If we extend this convention to human activities, then the statement "If Hitler had won World War II then Europe would now be a single nation" is trivially true, because Hitler did not win World War II. But "If Hitler had won World War II then pigs would now have wings" is also trivially true, for the same reason. In modal logic, however, it would be sensible to debate the truth or falsity of the first of these statements, depending on how history might have changed if the Nazis had won the war. The second would be false, because pigs don't have wings.
Although examples such as the Oswald–Kennedy example are widely seen as motivating an analysis of subjunctives which is different from the material conditional, theorists (philosophers, logicians, semanticists) differ on precisely what analysis of subjunctives to use in place of the material conditional. Some analyze subjunctive conditionals as fundamentally different from indicative, [25] [2] some instead view all conditionals as having a domain or context, [25] and some analyses focus on accounting for verb tense, viewing the distinctive feature of these conditionals as that they have an antecedent which is in the past. [26] [27]
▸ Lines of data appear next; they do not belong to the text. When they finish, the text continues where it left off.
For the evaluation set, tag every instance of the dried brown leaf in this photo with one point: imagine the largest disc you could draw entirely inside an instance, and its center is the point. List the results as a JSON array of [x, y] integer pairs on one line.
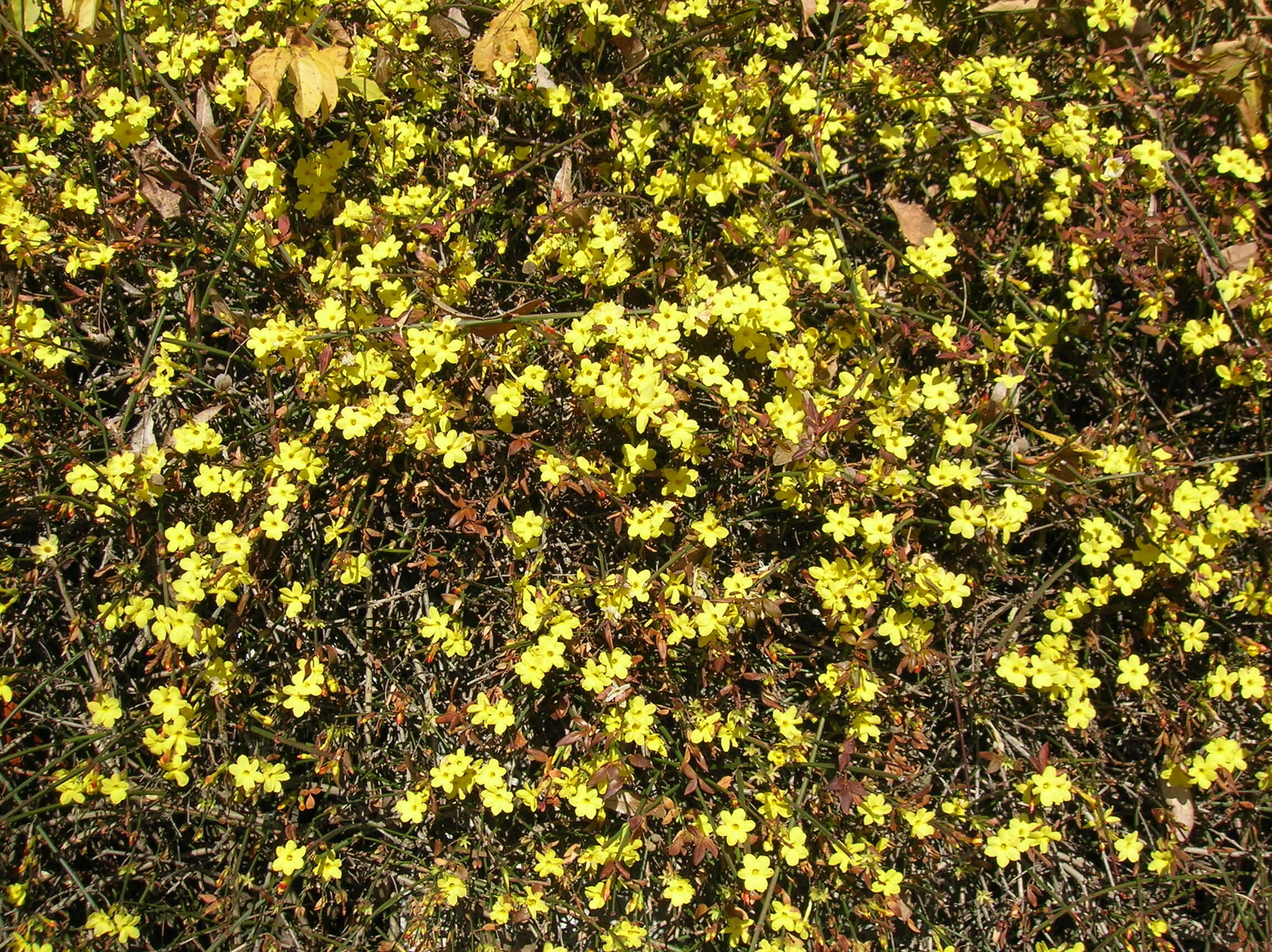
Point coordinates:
[[916, 224], [265, 73], [81, 14], [1238, 257], [506, 37]]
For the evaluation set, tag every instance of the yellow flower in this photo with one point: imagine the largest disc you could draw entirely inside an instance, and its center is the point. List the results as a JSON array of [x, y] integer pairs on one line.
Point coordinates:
[[734, 826], [756, 872], [1135, 673], [288, 858], [1129, 847], [45, 549], [106, 711]]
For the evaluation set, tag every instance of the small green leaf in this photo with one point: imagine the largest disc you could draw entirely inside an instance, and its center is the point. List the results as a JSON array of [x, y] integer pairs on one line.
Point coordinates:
[[364, 87], [26, 13]]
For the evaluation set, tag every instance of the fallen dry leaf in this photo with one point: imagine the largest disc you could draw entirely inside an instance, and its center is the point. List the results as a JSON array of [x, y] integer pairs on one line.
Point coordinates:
[[916, 224], [1237, 257], [506, 36]]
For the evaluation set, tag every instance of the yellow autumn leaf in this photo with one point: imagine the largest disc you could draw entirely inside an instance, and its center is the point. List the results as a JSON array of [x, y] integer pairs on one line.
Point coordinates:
[[506, 36], [316, 74], [265, 72]]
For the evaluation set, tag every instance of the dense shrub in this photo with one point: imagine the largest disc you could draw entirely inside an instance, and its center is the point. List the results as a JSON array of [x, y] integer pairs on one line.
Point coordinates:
[[595, 477]]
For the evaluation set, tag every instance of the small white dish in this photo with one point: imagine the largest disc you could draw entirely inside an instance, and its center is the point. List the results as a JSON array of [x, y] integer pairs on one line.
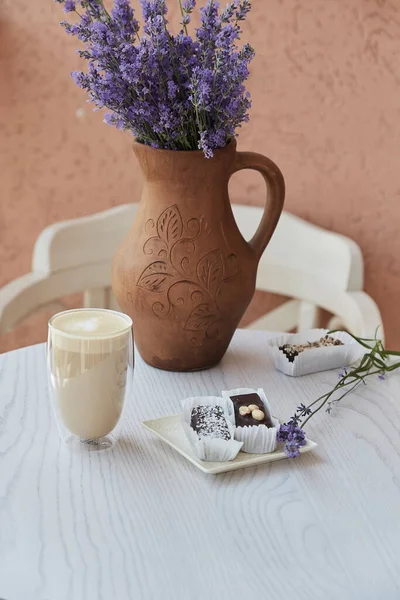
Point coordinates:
[[314, 360], [170, 430]]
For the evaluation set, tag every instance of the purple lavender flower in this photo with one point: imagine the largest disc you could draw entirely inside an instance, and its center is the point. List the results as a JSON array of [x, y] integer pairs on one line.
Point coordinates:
[[293, 437], [292, 450], [69, 6], [170, 91]]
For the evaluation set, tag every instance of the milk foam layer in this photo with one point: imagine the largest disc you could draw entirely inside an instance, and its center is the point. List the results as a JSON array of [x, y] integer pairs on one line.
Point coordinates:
[[90, 323]]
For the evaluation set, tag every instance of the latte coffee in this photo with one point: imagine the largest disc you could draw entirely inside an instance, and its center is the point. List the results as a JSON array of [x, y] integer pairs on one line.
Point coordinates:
[[88, 354]]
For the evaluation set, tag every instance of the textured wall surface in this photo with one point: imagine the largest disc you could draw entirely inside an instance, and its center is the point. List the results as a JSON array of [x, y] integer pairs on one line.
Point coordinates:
[[326, 88]]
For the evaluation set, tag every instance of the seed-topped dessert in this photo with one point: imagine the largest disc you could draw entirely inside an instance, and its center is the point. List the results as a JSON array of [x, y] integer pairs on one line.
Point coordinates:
[[250, 411], [293, 350], [209, 422]]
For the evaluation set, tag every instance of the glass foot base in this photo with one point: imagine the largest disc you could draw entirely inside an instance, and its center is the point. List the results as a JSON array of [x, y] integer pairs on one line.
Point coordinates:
[[87, 445]]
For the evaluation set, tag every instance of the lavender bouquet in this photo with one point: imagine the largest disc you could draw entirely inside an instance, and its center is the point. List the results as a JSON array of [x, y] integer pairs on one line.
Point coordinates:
[[179, 92]]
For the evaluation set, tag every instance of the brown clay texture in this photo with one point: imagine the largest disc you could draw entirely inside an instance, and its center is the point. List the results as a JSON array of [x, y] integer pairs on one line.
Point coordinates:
[[184, 273]]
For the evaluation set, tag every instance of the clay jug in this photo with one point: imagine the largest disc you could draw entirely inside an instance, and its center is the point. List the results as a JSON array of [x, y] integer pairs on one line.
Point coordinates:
[[184, 274]]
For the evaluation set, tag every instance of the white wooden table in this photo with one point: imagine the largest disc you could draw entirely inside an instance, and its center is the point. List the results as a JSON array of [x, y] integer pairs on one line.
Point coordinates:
[[140, 522]]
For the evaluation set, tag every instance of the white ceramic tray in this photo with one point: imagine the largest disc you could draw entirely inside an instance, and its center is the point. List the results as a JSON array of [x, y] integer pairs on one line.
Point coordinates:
[[170, 430]]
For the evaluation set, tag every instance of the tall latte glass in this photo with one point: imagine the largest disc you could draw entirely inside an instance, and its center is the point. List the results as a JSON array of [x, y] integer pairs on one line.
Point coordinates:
[[90, 364]]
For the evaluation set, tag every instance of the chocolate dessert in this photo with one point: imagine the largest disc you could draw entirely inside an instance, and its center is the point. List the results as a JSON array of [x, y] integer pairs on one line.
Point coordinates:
[[293, 350], [209, 422], [250, 411]]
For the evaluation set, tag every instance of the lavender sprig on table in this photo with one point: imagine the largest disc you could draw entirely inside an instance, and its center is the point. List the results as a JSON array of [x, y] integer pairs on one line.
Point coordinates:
[[171, 91], [373, 363]]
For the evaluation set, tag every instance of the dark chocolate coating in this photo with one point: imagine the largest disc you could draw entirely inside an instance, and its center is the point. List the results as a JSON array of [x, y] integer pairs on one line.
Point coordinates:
[[246, 400], [209, 421]]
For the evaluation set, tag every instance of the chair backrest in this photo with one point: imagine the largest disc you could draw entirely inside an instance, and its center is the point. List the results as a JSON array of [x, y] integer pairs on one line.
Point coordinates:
[[298, 247], [302, 261]]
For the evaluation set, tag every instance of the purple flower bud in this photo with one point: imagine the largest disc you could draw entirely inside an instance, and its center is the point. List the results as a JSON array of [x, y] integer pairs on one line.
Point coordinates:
[[69, 6]]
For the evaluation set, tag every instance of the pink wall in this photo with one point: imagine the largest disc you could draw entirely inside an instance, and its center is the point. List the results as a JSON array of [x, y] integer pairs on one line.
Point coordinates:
[[325, 84]]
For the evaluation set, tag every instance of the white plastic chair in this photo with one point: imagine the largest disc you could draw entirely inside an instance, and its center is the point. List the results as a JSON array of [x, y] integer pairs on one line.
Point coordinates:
[[315, 267]]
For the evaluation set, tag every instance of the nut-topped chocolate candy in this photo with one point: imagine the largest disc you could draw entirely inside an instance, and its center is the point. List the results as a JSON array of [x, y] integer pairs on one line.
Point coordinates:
[[250, 411]]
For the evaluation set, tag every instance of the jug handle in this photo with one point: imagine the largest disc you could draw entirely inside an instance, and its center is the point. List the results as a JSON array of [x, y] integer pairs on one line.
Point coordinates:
[[275, 196]]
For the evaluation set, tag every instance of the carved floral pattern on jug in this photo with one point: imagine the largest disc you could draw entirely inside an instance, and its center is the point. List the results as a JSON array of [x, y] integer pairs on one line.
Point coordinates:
[[182, 281]]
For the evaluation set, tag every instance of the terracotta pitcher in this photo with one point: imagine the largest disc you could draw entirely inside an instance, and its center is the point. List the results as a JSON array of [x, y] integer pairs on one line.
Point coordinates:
[[184, 273]]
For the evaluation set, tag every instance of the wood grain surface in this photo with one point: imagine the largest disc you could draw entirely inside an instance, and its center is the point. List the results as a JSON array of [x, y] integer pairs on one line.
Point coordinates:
[[140, 522]]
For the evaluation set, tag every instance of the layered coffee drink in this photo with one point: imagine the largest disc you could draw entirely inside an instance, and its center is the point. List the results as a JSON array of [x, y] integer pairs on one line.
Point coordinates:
[[89, 353]]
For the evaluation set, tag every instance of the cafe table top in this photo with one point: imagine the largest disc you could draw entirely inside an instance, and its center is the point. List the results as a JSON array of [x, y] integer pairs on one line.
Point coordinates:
[[141, 522]]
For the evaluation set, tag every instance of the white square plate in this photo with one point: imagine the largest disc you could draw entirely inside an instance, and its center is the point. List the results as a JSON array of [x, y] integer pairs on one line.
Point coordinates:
[[169, 429]]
Classical logic, with the material implication connective, remains widely used despite the paradoxes, because most users simply get used to them or ignore them, judging the paradoxes to be minor drawbacks compared with the benefits of the material conditional's "considerable virtues of simplicity" [28] and logical strength. [28] Anderson and Belnap, in their seminal book Entailment on relevant logic, represented what they called the "Official" (classical-logical) view as follows:
To be sure, there are certain odd theorems such as A→(B→A) and A→(B→B) which might offend the naive, and indeed these have been referred to in the literature as "paradoxes of implication." But this terminology reflects a misunderstanding. "If A, then if B then A" really means no more than "Either not-A, or else not-B or A," and the latter is clearly a logical truth; hence so is the former. Properly understood there are no "paradoxes" of implication. [29]
Similarly, E.J. Lemmon was conscious of the suspicious appearance of the paradoxes, and designed his popular textbook Beginning Logic to subtly discourage suspicion about them, by first introducing the natural deduction rules for propositional logic and only speaking of truth tables afterwards. [30]
C.I. Lewis was motivated by the paradoxes and to invent strict implication. [31] Strict implication retains the principle of explosion , which Lewis regarded as an a priori truth, but which others still consider a paradox (a "paradox of strict implication") since an impossibility such as 2+2=5 can seem irrelevant to various facts which one may try to prove from it. [31]
The paradoxes of material and strict implication have been motivations for the development of relevance logics (also called relevant logics), where the principles of logic are weakened in ways that prevent the derivation of the paradoxes as valid. [1]
Any student worth his salt is going to be suspicious of the paradoxes of material implication. This fact counts strongly against beginning the treatment of the propositional calculus with the truth-table method. Accordingly, I have tried to woo the student in Chapter 1 into acceptance of a set of rules from which the paradoxes flow as natural consequences in Chapter 2; the truth-table method is then partly justified by appeal to these rules. Any teacher, therefore, who thinks that the paradoxes present real problems will (rightly) find my tactics underhand.